Closed malradhi closed 5 years ago

malradhi commented 5 years ago

Merlin with RNN is not working? I mean that the quality of synthesized speech is not good. Have you tried the new version of Merlin? Any advise? Thanks

shartoo commented 5 years ago

Actually ,merlin will train with DeepRecurrentNetwork by default from code ./src/models/deep_rnn.oy.

malradhi commented 5 years ago

Thanks for your answer. But if you run the VC based RNN (LSTM, BLSTM, or RNN) as default with WORLD vocoder, the quality of synthesized samples are not good at all.

However, if you use Merlin based RNN without VC, then the samples are pretty good with WORLD. Is the problem with VC? I mean WORLD vocoder is not good in VC based RNN, or there is something error inside Merlin/VC.

shartoo commented 5 years ago

I cannot offer your more information ,i'm just reading the source code of merlin. Your opinion is right,some end2end architecture like tacotron use attention based RNN as its components and gets nice work.By the way what does VC short for?

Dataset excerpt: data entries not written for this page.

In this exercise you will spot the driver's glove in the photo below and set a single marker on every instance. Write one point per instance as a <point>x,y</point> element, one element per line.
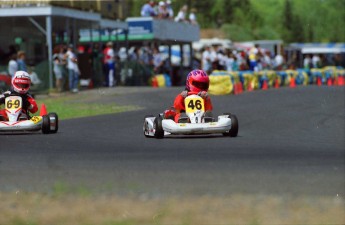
<point>203,94</point>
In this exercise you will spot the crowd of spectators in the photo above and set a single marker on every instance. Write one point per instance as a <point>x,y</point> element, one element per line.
<point>164,10</point>
<point>17,62</point>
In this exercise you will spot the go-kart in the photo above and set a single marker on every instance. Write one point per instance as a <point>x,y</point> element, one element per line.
<point>194,121</point>
<point>18,121</point>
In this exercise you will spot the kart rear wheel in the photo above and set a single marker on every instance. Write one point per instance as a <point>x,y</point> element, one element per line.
<point>53,122</point>
<point>145,126</point>
<point>157,126</point>
<point>45,124</point>
<point>234,126</point>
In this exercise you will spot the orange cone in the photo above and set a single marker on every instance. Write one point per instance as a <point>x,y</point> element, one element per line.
<point>235,89</point>
<point>329,82</point>
<point>154,82</point>
<point>249,87</point>
<point>292,82</point>
<point>276,83</point>
<point>318,81</point>
<point>240,87</point>
<point>43,110</point>
<point>264,85</point>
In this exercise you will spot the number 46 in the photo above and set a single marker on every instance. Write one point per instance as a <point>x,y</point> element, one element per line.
<point>196,104</point>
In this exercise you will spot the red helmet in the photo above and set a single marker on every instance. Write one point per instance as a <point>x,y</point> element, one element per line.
<point>197,80</point>
<point>21,82</point>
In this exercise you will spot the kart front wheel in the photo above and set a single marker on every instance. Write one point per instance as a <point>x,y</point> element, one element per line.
<point>54,123</point>
<point>234,126</point>
<point>146,126</point>
<point>50,123</point>
<point>157,126</point>
<point>45,124</point>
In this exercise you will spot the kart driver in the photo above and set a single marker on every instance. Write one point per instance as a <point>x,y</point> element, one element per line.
<point>197,82</point>
<point>21,82</point>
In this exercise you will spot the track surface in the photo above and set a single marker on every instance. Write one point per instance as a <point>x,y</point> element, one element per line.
<point>291,141</point>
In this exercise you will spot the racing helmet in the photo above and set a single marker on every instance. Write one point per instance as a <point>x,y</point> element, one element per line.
<point>21,82</point>
<point>197,80</point>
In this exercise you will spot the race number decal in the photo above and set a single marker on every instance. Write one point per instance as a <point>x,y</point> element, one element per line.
<point>13,103</point>
<point>36,119</point>
<point>193,104</point>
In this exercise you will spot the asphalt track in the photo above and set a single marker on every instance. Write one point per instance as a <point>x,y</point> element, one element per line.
<point>291,141</point>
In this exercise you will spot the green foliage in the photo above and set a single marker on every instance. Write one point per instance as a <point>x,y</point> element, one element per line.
<point>289,20</point>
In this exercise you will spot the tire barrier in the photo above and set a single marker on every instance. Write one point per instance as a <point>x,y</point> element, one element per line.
<point>235,82</point>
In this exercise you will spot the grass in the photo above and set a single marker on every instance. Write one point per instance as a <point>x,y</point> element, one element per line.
<point>73,208</point>
<point>74,106</point>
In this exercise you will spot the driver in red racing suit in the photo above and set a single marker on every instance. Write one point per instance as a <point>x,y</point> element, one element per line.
<point>21,82</point>
<point>197,82</point>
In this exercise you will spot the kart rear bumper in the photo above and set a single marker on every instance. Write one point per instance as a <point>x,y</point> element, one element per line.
<point>221,126</point>
<point>25,125</point>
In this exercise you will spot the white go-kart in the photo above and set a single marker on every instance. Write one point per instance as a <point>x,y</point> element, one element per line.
<point>21,122</point>
<point>194,121</point>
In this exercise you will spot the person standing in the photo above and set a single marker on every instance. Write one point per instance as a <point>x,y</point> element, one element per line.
<point>109,63</point>
<point>73,69</point>
<point>206,60</point>
<point>21,61</point>
<point>58,68</point>
<point>13,65</point>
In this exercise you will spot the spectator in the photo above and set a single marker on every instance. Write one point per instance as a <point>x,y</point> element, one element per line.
<point>170,9</point>
<point>96,58</point>
<point>58,68</point>
<point>163,12</point>
<point>206,60</point>
<point>35,80</point>
<point>192,16</point>
<point>230,62</point>
<point>148,9</point>
<point>253,57</point>
<point>158,61</point>
<point>109,64</point>
<point>307,62</point>
<point>21,61</point>
<point>316,61</point>
<point>278,62</point>
<point>73,70</point>
<point>12,65</point>
<point>181,16</point>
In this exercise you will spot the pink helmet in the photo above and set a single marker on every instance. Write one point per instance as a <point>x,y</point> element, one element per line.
<point>21,82</point>
<point>197,80</point>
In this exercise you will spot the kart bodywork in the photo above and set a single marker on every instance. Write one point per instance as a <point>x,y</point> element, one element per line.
<point>20,122</point>
<point>194,122</point>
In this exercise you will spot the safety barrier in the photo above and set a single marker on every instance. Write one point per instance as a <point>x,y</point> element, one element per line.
<point>224,82</point>
<point>161,80</point>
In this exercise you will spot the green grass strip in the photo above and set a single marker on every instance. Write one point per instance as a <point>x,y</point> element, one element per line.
<point>68,107</point>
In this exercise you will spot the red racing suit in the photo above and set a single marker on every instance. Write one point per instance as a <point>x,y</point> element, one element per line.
<point>179,105</point>
<point>29,103</point>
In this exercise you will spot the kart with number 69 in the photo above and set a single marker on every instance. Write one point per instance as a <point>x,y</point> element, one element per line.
<point>18,121</point>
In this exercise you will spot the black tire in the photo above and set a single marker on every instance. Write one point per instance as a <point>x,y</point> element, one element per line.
<point>157,126</point>
<point>145,125</point>
<point>234,126</point>
<point>53,116</point>
<point>45,125</point>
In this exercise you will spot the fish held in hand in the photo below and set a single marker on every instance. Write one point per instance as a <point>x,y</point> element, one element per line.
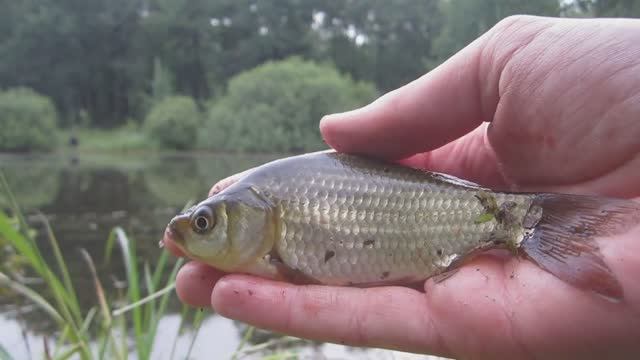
<point>338,219</point>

malradhi commented 5 years ago

VC stands for Voice Conversion. It is another application inside Merlin as it works well with feedforward deep neural network based WORLD, but not with RNN. Anyway, thanks for commenting here :)

ZackHodari commented 5 years ago

Voice conversion is a different task to speech synthesis. Converting to a target speaker (i.e. VC w/RNN) involves different challenges to training on the targets speaker (i.e. SPSS w/RNN). It is unsurprising if the output of these systems does not sound the same.